Study: Cutting Added Sugar Can Improve Your Health — in Just 10 Days

Sugar’s impact on your health may be reversible, according to an exciting, but small, new study. (Photo: Getty Images)

When it comes to health, added sugar has been enemy No.1 for years. But surprising new research has found the negative health impacts of to much sugar may be reversible — within days.

The new study, which was published in the journal Obesity, followed 43 obese children and found that removing added sugar from their diet dramatically improved their blood pressure, cholesterol, and other metabolic indicators of health after just 10 days.

For the study — which was small, but rigorously controlled — researchers swapped foods with added sugar from the participants’ diets for starchy foods with the same amount of calories that had no added sugar. Yogurt was replaced with bagels, for example, and pastries were swapped for baked potato chips.

While the children’s weight remained the same after 10 days, they showed a huge improvement in metabolic markers of health.

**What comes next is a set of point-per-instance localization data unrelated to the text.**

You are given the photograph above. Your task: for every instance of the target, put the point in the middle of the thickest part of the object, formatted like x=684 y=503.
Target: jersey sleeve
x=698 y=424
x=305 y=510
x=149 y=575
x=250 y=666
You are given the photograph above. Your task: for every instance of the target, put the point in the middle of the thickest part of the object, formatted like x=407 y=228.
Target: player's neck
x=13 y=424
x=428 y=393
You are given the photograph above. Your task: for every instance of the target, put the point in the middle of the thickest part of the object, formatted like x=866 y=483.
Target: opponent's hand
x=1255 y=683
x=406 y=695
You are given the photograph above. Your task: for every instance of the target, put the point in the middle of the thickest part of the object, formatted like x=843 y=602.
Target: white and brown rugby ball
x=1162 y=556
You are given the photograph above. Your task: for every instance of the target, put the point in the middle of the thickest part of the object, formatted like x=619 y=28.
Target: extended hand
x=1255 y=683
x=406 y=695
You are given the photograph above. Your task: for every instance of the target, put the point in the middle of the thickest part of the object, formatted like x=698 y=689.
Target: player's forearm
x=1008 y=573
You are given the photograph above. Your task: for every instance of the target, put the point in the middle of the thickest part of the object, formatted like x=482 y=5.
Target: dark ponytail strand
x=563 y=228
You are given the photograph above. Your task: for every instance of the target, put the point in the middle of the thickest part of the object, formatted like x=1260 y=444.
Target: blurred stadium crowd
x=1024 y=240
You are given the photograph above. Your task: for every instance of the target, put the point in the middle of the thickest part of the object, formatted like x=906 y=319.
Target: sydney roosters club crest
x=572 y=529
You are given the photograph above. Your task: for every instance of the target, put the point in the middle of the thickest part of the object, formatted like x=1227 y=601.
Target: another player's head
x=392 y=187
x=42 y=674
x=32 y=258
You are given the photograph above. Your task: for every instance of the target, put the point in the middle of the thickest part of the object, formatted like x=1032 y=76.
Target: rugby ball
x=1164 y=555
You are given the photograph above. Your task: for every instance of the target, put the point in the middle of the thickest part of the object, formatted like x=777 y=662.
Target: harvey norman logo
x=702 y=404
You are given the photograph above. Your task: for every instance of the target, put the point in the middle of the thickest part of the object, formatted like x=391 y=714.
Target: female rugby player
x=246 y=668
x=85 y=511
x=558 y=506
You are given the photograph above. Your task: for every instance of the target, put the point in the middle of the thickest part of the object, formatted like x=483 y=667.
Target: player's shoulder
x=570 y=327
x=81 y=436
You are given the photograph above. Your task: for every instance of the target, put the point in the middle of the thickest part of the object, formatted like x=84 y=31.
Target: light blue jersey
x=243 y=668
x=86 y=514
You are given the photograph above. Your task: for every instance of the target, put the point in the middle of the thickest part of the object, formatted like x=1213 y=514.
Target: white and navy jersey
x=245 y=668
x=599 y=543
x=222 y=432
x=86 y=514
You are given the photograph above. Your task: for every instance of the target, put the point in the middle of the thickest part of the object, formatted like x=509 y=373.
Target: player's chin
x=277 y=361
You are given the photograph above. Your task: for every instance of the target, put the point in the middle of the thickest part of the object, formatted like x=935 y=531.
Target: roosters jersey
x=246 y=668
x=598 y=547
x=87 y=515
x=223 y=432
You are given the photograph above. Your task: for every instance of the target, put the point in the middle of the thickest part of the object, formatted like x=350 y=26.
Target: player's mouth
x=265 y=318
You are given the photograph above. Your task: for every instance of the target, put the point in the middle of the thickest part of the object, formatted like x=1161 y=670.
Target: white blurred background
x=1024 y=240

Those markers specifically included:

Diastolic blood pressure (the pressure in the heart when it rests between beats which is used as a marker of pre-hypertension),

LDL (or “bad”) cholesterol levels

Glucose tolerance (the body’s ability to break down sugar)

“I was surprised at how much the kids got better, and in such a short period of time,” lead study author Robert Lustig, MD, a professor of pediatrics in the Division of Endocrinology at University of California, San Francisco, tells Yahoo Health.

Lustig says one of his colleagues joked that he must have “spit in the tubes” because “if I were making these data up, they couldn’t be better than what they are.”

The quick turnaround shows that the harmful effects of sugar can be reversed, he says — depending on severe the problem is. “If you get fatty liver and that’s all, you can reverse it by reducing your sugar consumption, eating properly, and exercising,” he says. “But if you have it with inflammation and scarring, the scarring will never go away. There’s a point of no return.”

Related: This Guy Consumed 40 Teaspoons of Sugar a Day for 2 Months — and What Happened Next Wasn’t Pretty

Good news for adults: Lustig says the same can be true for us as well. “We have every reason to expect that adults would see the same benefits,” he says.

But Naim Alkhouri, MD, a pediatric gastroenterologist at Cleveland Clinic Children’s Hospital and medical director of the Metabolic Liver Disease Clinic, tells Yahoo Health that he’s concerned people will think cutting back on sugar is the only answer for preventing childhood obesity.

“People are trying to find one single thing to blame the obesity epidemic on,” he says. “But it’s multifactorial.”

Alkhouri says he’s also surprised at the quick turnaround shown by patients in the study, but says it’s not shocking. He points to research he conducted that was published in The Journal of Pediatrics earlier this year that found obese children who were put on a plant-based diet had significant health improvements within 28 days.

Related: 5 Not-So-Sweet Facts About Coconut Sugar

Alkhouri says the overall message is the same: Eliminating or dramatically reducing added sugar from a child’s diet is important for their overall health. However, he adds, losing weight, eating a balanced diet, and exercise are also vital. “Fructose isn’t the cause of all the problems we have with health,” he says.

Lustig agrees that removing added sugar isn’t the lone answer to improving our overall health, but says his research indicates that sugar is a large problem in the development of metabolic syndrome (a health condition linked with the development of Type 2 diabetes and heart disease). “It may not be the only contributor, but it’s one primary contributor and it’s modifiable — you can modify it today, if you choose.”

Lustig acknowledges that his study size wasn’t large, but says the results still stand on their own. “It’s not like some kids did well and others didn’t,” he says. “Everyone did well.”